Starbucks Corporation (NASDAQ:SBUX) released its earnings report for the first three months of 2013 this afternoon, Thursday April 25, after the market closed. The company showed earnings per share of $0.48 for the first quarter for the year, which Starbucks counts as its second fiscal quarter, on revenues totaling $3.56 billion. On today’s market the firm’s stock trended up, closing at $60.50 per share.
Before the earnings report was released, analysts were looking for earnings of 48 cents per share from the company on revenues totaling $3.6 billion. The company earned 40 cents per share in the same three months of 2012, on revenues totaling $3.2 billion. In the hours leading up to the earnings announcement, whisper numbers indicated that the company would beat analysts’ estimates by a cent.

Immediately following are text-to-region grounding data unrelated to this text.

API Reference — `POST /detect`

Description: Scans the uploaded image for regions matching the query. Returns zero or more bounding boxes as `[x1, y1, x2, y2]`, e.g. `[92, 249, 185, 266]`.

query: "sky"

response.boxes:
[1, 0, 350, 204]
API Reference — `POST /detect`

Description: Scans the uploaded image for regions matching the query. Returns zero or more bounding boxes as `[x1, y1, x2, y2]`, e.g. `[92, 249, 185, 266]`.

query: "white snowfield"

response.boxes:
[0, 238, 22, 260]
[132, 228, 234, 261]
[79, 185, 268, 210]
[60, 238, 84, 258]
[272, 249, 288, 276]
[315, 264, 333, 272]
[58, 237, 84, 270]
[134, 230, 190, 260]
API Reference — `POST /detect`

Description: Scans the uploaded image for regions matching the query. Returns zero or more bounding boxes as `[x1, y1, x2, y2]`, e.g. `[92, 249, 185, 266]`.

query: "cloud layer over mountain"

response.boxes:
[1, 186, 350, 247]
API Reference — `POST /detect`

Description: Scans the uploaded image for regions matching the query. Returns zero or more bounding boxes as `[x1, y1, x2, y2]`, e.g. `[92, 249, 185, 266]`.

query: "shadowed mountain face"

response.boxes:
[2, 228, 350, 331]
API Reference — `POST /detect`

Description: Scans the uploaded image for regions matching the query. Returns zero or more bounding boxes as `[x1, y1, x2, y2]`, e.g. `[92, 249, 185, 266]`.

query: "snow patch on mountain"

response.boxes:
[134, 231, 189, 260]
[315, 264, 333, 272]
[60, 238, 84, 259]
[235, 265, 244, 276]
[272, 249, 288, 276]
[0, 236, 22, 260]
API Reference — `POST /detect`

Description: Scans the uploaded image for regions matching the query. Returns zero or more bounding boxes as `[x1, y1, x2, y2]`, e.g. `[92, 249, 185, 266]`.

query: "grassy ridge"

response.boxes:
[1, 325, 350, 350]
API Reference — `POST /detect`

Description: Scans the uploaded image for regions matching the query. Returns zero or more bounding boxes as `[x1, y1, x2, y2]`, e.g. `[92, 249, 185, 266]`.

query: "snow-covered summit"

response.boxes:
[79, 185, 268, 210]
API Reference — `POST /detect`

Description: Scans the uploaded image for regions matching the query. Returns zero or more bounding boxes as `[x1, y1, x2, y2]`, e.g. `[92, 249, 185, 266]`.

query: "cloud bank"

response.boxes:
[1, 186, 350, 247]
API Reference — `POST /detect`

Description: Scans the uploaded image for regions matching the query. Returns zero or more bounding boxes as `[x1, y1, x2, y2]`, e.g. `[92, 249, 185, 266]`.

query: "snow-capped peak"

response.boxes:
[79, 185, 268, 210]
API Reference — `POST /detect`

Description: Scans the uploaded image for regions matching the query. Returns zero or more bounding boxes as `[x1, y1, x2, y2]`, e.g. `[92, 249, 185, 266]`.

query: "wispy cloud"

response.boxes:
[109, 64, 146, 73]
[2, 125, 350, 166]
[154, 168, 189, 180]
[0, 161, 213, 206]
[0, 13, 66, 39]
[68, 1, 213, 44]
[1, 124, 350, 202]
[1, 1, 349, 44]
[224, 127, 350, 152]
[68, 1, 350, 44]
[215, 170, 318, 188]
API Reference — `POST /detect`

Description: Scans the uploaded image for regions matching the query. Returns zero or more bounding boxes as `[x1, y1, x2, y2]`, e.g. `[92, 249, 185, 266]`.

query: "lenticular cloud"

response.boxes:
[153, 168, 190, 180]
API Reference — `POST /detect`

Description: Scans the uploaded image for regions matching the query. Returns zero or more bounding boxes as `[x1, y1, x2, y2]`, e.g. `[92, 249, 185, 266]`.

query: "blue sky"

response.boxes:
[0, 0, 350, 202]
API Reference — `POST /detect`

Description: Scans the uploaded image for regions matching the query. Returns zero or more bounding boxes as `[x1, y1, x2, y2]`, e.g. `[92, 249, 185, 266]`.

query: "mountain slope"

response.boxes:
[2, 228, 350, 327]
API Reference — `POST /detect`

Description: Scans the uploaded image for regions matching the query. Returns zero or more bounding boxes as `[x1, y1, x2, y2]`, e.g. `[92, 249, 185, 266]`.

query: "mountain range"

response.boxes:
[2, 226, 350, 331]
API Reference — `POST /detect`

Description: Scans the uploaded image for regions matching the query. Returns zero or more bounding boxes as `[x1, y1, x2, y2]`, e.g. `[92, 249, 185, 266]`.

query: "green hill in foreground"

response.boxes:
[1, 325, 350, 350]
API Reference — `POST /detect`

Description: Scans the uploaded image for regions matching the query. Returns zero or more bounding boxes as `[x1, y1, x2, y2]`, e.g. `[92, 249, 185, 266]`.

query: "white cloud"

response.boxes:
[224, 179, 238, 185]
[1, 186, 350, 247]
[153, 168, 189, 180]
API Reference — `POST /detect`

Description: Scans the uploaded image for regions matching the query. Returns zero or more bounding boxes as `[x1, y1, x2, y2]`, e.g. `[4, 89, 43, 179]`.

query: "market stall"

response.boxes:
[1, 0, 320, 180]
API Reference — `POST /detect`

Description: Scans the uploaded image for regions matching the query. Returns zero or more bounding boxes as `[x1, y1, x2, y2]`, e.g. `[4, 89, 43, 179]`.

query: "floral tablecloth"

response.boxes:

Starbucks Corporation (NASDAQ:SBUX) recently announced that it was planning to cut the price of the coffee it sells in grocery stores by a minimum of 10% in May. The change may indicate a wish on the part of the company to boost sales, and improve the reach of its brand as it tries to move into the hardware business.
One of the most important indicators for Starbucks Corporation (NASDAQ:SBUX) heading into the rest of 2013 are the performance of the US market, which is still by far the most important for the coffee seller. As the US economy improves Starbucks would be expected to make more sales.
Another important indicator is innovation. Quite apart from its hardware business, one of the factors that has driven growth at Starbucks Corporation (NASDAQ:SBUX) is the way in which the company serves coffee drinks. The constant barrage of new flavors and styles entices the market, particularly young people, to try the company’s products.
Starbucks Corporation (NASDAQ:SBUX) currently trades at a P/E of around 32, based on 2012 earnings. That number implies a high level of growth for the company in the future, and investors seem confident the company can deliver.
So far in 2013, Starbucks Corporation (NASDAQ:SBUX) shares have performed relatively well. Since the start of January, the firms’ stock has increased by more than 12%, beating the Nasdaq gains of just under 9%. In the last year however, the company’s stock hasn’t really shined. For the last twelve months, the stock is up a fraction less than 2%, after losses in the middle of last year after poor earnings were reported.